The future applications of functional neurosurgery, including psychiatry, enhancement and BMIs, are certainly exciting and hold much promise. Within the cast of characters, the neurosurgeon will play a prominent role, not only in research and implementation but also hopefully in allaying the fears that the technology may foster. One important step is recognizing that we cannot use the highly hypothetical, often fanciful scenarios quoted in the implant literature, which strike equal parts fear and excitement in the reader, to establish current regulatory guidelines.
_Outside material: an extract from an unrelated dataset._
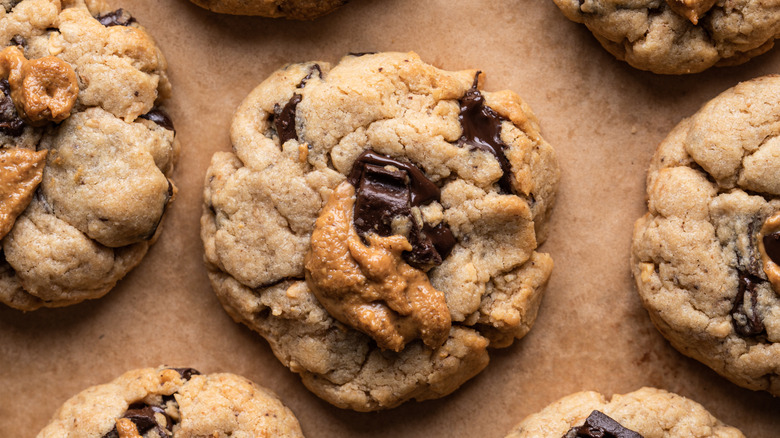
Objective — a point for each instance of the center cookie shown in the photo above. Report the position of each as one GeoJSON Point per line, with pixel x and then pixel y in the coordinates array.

We are indeed very far off from our brains melding into machines and from being able to download our brains onto microchips. Instead, those interested in the development of the field need to work together to identify the weaknesses of current research, and to immunize protocols and designs at an early stage from the detractors who will question their merits and value (Fins et al. 2006; Kimmelman et al. 2009). Bioethicists interested in neuromodulation have all ready begun this important work, and are identifying vulnerabilities in functional research that may hamper further progress (Bell et al. 2009; Ford 2009).
Wilder Penfield’s participation in the mind–body debate was both prescient and ahead of its time. Surely he would have been fascinated with the latest developments in the search for the cortical representation of self and consciousness that is now an intense area of investigation (David et al. 2008; Schwartz and Schwartz 2008; Immordino-Yang et al. 2009). Although his legacy in epilepsy surgery and brain mapping will continue to live on, he was also the first neurosurgeon to engage the non-surgical world in a conversation about the mind, philosophy, and ethics, and grounded his opinions in clinical research. He saw beyond the brain, and explored the mind, and recognized the chance that neurosurgeons have on a daily basis to explore the most human of human qualities: our selves. The future of functional neurosurgery will involve building on that legacy and exploring corners of the mind previously out of reach to clinicians and philosophers alike.